Israel gratuliert und setzt Arafat unter Erfolgsdruck

■ Der Wahlsieger soll dafür sorgen, daß die Charta der PLO umgeschrieben wird. Doch dazu gehört eine Zweidrittelmehrheit im palästinensischen Exilparlament

Tel Aviv (taz) – Die israelische Regierung reagierte offiziell mit großer Freude über das Ergebnis der palästinensischen Wahlen. Doch sie stellt auch Forderungen an den Wahlsieger Jassir Arafat. Der PLO-Chef soll nun dafür sorgen, daß die Charta der Palästinensischen Befreiungsorganisation in wichtigen Teilen umgeschrieben wird.

„Die erste demokratische Erfahrung der Palästinenser ist demokratischer als das, was wir aus Ägypten und Syrien kennen“, erklärte der israelische Ministerpräsident Schimon Peres am Sonntag bei einer Regierungssitzung zum Ausgang der Wahlen.
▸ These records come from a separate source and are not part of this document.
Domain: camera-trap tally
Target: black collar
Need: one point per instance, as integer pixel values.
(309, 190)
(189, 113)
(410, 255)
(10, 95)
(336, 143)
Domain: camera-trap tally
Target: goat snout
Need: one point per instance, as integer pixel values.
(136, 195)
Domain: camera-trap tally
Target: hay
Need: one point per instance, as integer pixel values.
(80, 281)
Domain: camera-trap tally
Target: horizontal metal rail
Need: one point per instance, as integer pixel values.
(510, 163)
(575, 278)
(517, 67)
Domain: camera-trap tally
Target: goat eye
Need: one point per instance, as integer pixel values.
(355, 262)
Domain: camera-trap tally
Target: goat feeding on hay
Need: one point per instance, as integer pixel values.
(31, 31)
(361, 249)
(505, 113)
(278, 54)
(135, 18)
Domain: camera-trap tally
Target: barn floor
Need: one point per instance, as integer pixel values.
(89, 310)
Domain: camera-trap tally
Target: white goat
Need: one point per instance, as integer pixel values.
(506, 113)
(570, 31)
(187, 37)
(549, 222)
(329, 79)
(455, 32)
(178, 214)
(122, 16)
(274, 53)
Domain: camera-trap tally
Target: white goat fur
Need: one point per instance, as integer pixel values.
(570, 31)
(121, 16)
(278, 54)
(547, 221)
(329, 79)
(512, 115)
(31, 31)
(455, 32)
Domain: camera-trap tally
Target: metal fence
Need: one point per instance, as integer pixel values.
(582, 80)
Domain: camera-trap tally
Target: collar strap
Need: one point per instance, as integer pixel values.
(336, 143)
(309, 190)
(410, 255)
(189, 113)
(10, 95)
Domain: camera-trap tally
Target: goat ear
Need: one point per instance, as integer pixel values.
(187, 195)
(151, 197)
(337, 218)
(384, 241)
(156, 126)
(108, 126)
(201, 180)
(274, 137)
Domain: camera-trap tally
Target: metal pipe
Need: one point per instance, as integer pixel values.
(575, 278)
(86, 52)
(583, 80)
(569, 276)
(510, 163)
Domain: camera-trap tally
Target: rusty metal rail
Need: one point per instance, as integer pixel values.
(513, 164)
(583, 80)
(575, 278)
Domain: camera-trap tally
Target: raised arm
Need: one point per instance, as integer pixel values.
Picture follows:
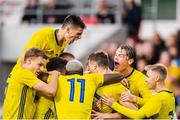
(112, 78)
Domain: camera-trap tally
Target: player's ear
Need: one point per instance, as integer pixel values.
(157, 78)
(68, 28)
(130, 61)
(28, 60)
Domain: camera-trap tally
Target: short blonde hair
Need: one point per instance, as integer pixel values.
(160, 69)
(34, 52)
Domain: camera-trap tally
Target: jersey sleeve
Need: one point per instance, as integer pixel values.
(151, 110)
(145, 93)
(29, 79)
(99, 79)
(127, 112)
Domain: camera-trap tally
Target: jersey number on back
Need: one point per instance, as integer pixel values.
(72, 83)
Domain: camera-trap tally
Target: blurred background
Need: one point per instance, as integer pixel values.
(152, 27)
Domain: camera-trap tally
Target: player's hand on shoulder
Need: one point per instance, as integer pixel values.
(124, 82)
(54, 73)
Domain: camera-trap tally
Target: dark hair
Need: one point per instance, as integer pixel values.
(73, 20)
(129, 51)
(56, 63)
(160, 69)
(100, 57)
(66, 55)
(34, 52)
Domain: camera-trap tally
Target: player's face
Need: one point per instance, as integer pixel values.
(37, 65)
(151, 82)
(121, 60)
(73, 34)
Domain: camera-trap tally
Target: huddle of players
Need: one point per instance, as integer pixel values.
(67, 91)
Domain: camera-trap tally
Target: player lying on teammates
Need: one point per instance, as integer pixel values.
(138, 92)
(163, 101)
(98, 63)
(75, 92)
(19, 100)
Die Abstimmung sei „die beste Garantie für den Frieden“. Die oppositionellen Islamisten von Hamas und Dschihad al-Islami könnten den Erfolg Arafats nur noch mit Waffengewalt zu schlagen suchen. Prognosen über die angebliche Stärke der Islamisten hätten sich durch die hohe Wahlbeteiligung als falsch erwiesen.

Israel fordert jetzt von der palästinensischen Führung, innerhalb von zwei Monaten die Charta der PLO entsprechend dem Oslo-II- Abkommen zu revidieren. Vor allem jener Passus, der das Existenzrecht Israels in Frage stellt, müsse ersatzlos gestrichen werden. Andernfalls – so warnen israelische Regierungsvertreter – würde der für den 4. Mai vorgesehene Beginn der Verhandlungen über die Endphase der palästinensischen Selbstverwaltung auf unbestimmte Zeit verschoben. Die Gespräche, die sich unter anderem um den zukünftigen Status von Jerusalem drehen werden, sollen laut dem Osloer Abkommen zwischen zwei und drei Jahre dauern.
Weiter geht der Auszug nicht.